Q 3.1. Do you believe that the Statute should be a uniform piece of legislation applying the same way without derogations in all Member States?
The Statute has to firstly aim at creating a level playfield for this peculiar companies for be active at transnational level. In this view, it should promote an upward harmonisation, while respecting national traditions and institutions where necessary. In particular the question of worker involvement should respect national practices and protect existing involvement arrangements. An ‘original’ proposal in this sense in the Statute would only be acceptable if respecting and IMPROVING the existing national standards, with no way to harm them. Insofar as it is necessary to protect these traditions and practices, options should be allowed for Member States.

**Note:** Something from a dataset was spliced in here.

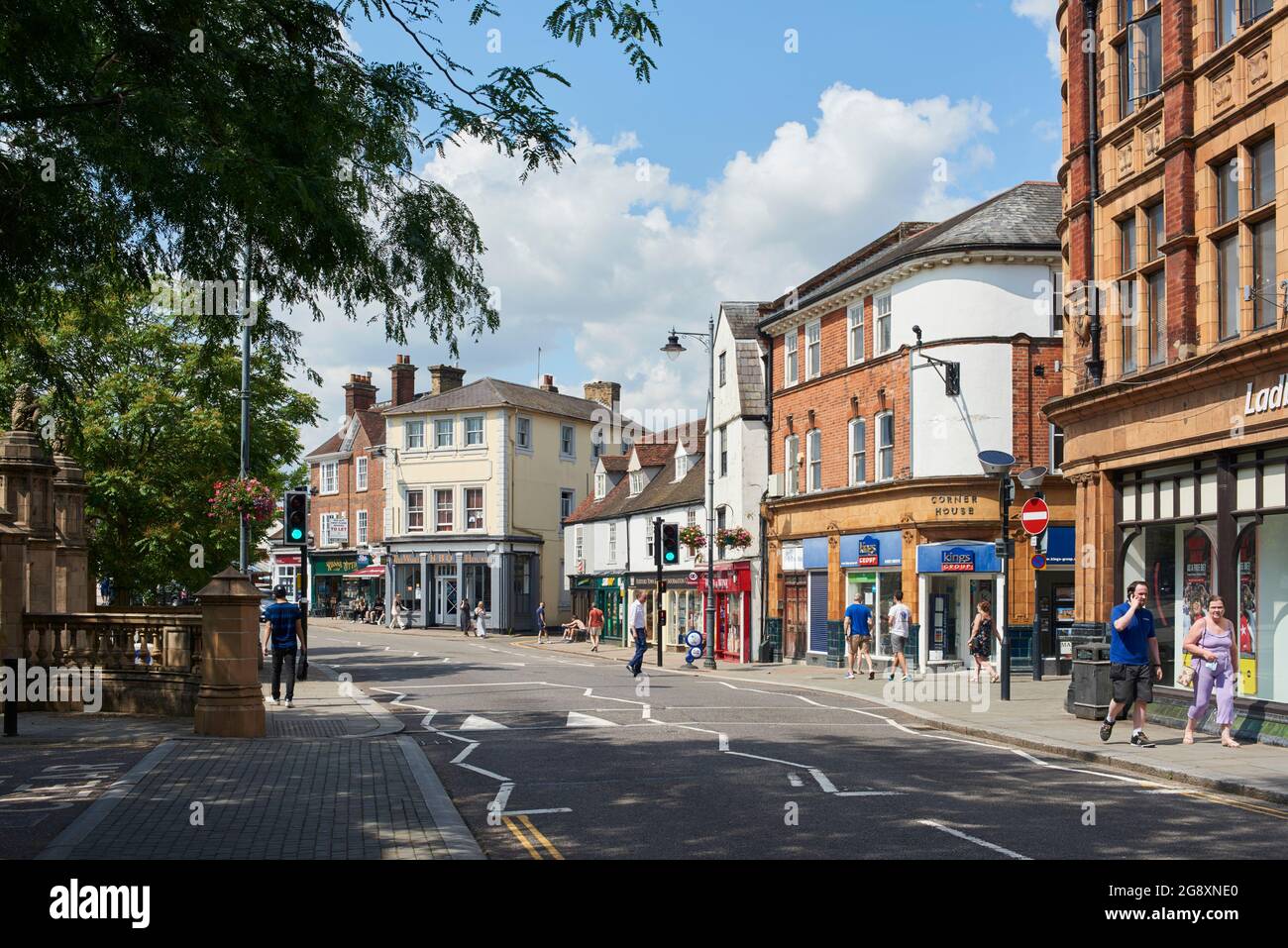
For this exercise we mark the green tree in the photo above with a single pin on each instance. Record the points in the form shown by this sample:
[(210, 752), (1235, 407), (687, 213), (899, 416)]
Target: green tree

Q 3.2. Should the Statute achieve autonomy from the national legislation, (in case there is one), in the sense that it does not afford any flexibility to Member States, in the sense that it should not contain references to national law regulating mutual societies (or similar entities)? In other words do you think that the Statute may deviate from these rules, values and principles that are nevertheless applicable to every other national mutual society in the Member State concerned e.g. allowing a European mutual society to foresee for multiple voting rights, or for a selection of risk, or for admitting non-members as clients/users, or non-member investors etc., in order to open up additional financing options, copying methods that are open to joint stock companies?
The Statute, which will be optional, should not entirely refer to the national legislation, but should privilege those solutions which go in the sense of an upward harmonisation of practices. For example, the Statute should respect national traditions and institutions. In particular the question of worker involvement should respect national practices and protect existing involvement arrangements. Insofar as it is necessary to protect these traditions and practices, options should be allowed for Member States.
However, the upward harmonisation has to be in the sense that the Statute should enhance and foster the most genuine features of mutual societies. The Statute should not deviate from the rules, values and principles of a mutual society, especially from those that are applicable to every other national mutual society in the Member State concerned. The Statute should represent an opportunity to increase the performance of mutual society on a larger scale and at cross-border level. It should NOT represent an opportunity to affect it democratic, solidary and collective nature.